The Swiss National Bank was among the first of the central banks to introduce negative rates, when it took the decision last year to de-peg the Swiss franc from the euro, causing a notable move in Swiss franc pairs across the board.

Still, last week’s move by the Bank of Japan to take its rate to minus 0.1 per cent surprised the major­ity of market commentators and investors.

The BoJ’s decision was not good news for other central banks that have also been devaluing their currency to stimulate their economies. Indeed, we have entered a new phase in the currency wars – and we are waiting to see who responds next and by how much.

Before the BoJ acted, the yen had been steadily strengthening, reaching ¥115.9 to the US dollar. This was in part thanks to an improved economy.

But a surge in the yen began to threaten Japan’s already fragile recovery, forcing the bank to act. The introduction of a negative interest rate caused the yen to fall to ¥122.4, a 3 per cent loss, within minutes of the announcement. It has now moved back to ¥120.8, but remains a long way from the year’s high.

A move of this size creates waves and other central banks will be looking carefully at their own economic performance.

As the Chinese New Year holiday in Asia approaches, investors are looking for the People’s Bank of China (PBoC) to inject further liq­uid­ity in to the system to avoid the squeeze of last year. But because of the BoJ’s decision, it might decide to devalue the yuan faster than antici­pated to maintain its competitiveness. Recent weaker-than-expected manufacturing data, for the sixth month in a row, will have put more pressure on the bank.
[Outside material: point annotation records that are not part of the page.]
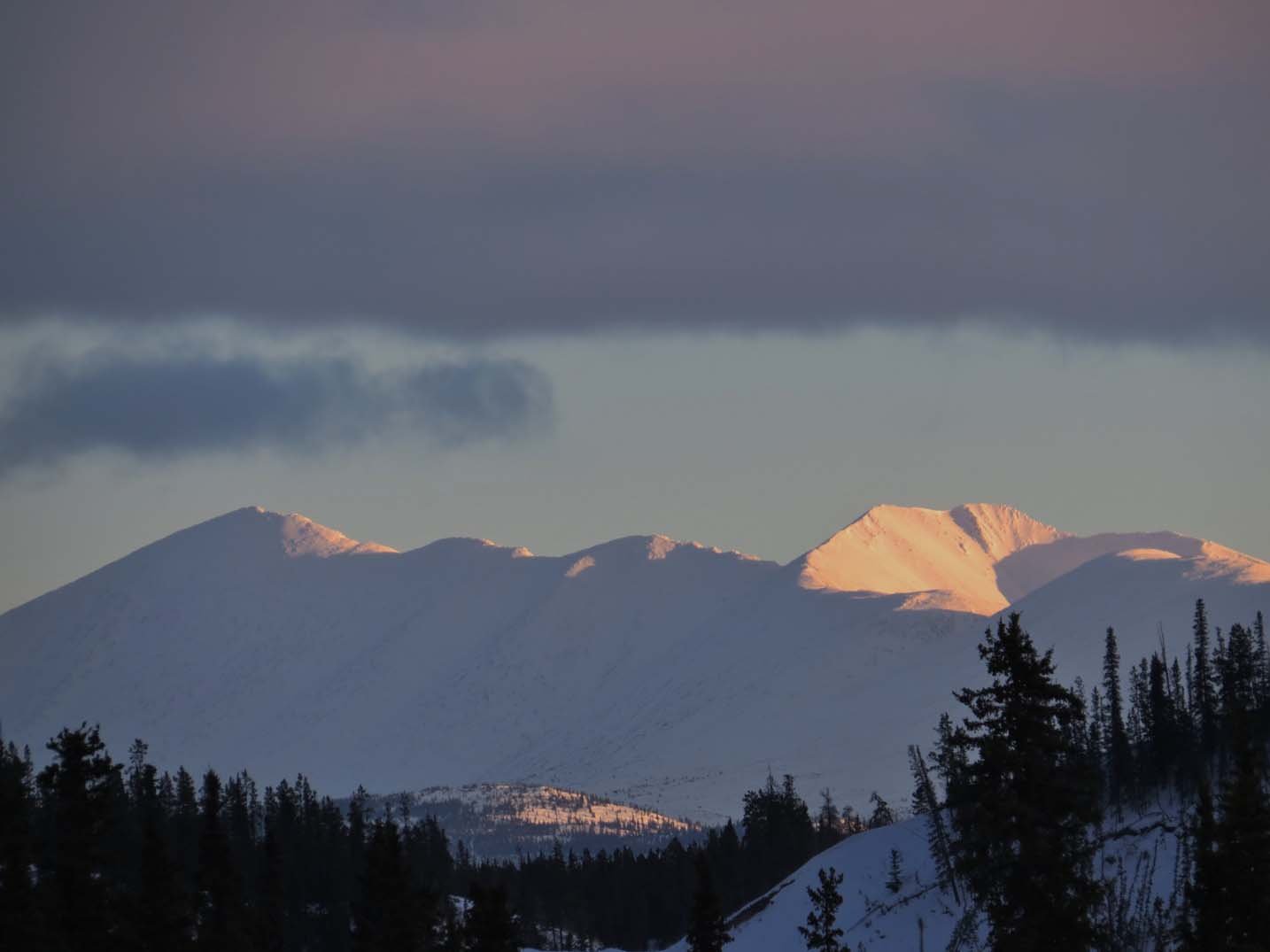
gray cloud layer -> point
(181, 405)
(493, 167)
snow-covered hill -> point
(649, 670)
(919, 914)
(505, 820)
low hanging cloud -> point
(170, 406)
(494, 167)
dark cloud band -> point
(184, 405)
(485, 169)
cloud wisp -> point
(161, 407)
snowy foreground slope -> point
(644, 669)
(921, 916)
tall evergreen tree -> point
(1118, 755)
(385, 918)
(18, 914)
(926, 802)
(489, 925)
(822, 932)
(1227, 898)
(220, 920)
(1026, 802)
(1204, 687)
(707, 931)
(78, 788)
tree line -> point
(107, 855)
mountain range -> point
(644, 669)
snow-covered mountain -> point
(644, 669)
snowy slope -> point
(644, 669)
(505, 820)
(921, 916)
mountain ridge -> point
(648, 670)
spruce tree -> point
(1025, 802)
(1118, 755)
(219, 889)
(78, 788)
(894, 872)
(489, 925)
(1227, 896)
(18, 914)
(707, 931)
(821, 932)
(1204, 685)
(926, 804)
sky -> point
(559, 272)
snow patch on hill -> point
(921, 916)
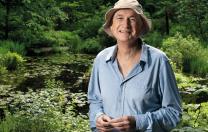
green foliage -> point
(90, 46)
(195, 115)
(154, 39)
(193, 15)
(88, 28)
(61, 38)
(12, 46)
(11, 60)
(47, 110)
(184, 51)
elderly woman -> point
(132, 86)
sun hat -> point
(127, 4)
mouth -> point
(124, 31)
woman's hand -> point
(103, 123)
(124, 124)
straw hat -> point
(127, 4)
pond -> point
(71, 69)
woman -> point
(132, 86)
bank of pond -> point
(48, 93)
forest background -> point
(47, 49)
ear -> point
(140, 25)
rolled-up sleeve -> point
(94, 97)
(168, 116)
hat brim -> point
(146, 26)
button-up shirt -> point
(149, 92)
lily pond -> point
(49, 93)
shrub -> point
(12, 60)
(12, 46)
(154, 39)
(89, 27)
(187, 53)
(90, 46)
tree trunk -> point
(167, 22)
(7, 21)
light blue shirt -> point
(149, 92)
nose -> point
(126, 23)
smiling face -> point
(126, 25)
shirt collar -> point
(144, 55)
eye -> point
(133, 19)
(119, 18)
Since 2013, the PBoC has been intervening and devaluing. In August that year, it took the yuan from 6.21 to 6.51 to the dollar (a 5 per cent change) and from December last year to January this year, it moved the yuan from 6.49 to 6.69, a further 3 per cent.

Usually, the PBoC intervenes on Fridays and it is possible it could act tomorrow, ahead of the New Year holiday.

If it does act, we expect the bank to be more aggressive with its short- and medium-term liquidity facilities. But this would then cause other central banks to respond in the coming months.

If this happens, the next phase in the global currency wars would be under way and we should prepare for news of more negative interest rates across a range of currencies.

Nour Eldeen Al Hammoury is the chief market strategist at ADS Securities.